How we cite our quotes: (Chapter.Paragraph)
Quote #4
He thought of the Bowie girl—no, McDougall, her name was McDougall now—saying in her breathy little voice that she had hit her baby and when he asked how often, he could sense (could almost hear) the wheels turning in her mind, making a dozen times five, or a hundred a dozen. Sad excuse for a human being. (6.295)
Again, Sandy McDougall has an evil secret, which according to the novel makes her a sad excuse for a human being. And soon she'll literally be a sad excuse for a human being… in that she'll be a vampire. So everything works out on a symbolic level.
Quote #5
"Matt, do you know what's going to happen to you if you even let out a whisper of what you've told me?" (8.115)

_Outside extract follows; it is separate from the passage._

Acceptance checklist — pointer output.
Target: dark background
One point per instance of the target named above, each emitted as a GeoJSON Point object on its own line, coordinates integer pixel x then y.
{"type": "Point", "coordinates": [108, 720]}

Ben is telling Matt he needs to lie to the authorities or people will think he's insane. The vampire hunters actually end up telling a lot of whoppers to keep the police off their backs. It's almost like they're in cahoots with the vampires, helping them hide so that the plot can rush along.
Quote #6
… George Middler had a suitcase full of silk slips and bras and panties and stockings and that he sometimes pulls down the shades of his apartment over the hardware store and locks the door with both the bolt and the chain and then… he falls to his knees and masturbates. (10.10)
Vampires often symbolize lust (see "Themes: Lust"), and so many of the secrets in this book are sexual secrets. The book says little about George Middler except that he dresses in women's clothing secretly—and later it's suggested that he's a homosexual and a pedophile. Linking homosexuality and cross-dressing to evil, vampires, and pedophilia wanders uncomfortably close to homophobia, though it's worth mentioning that in 1986's It, King explicitly condemns homophobia.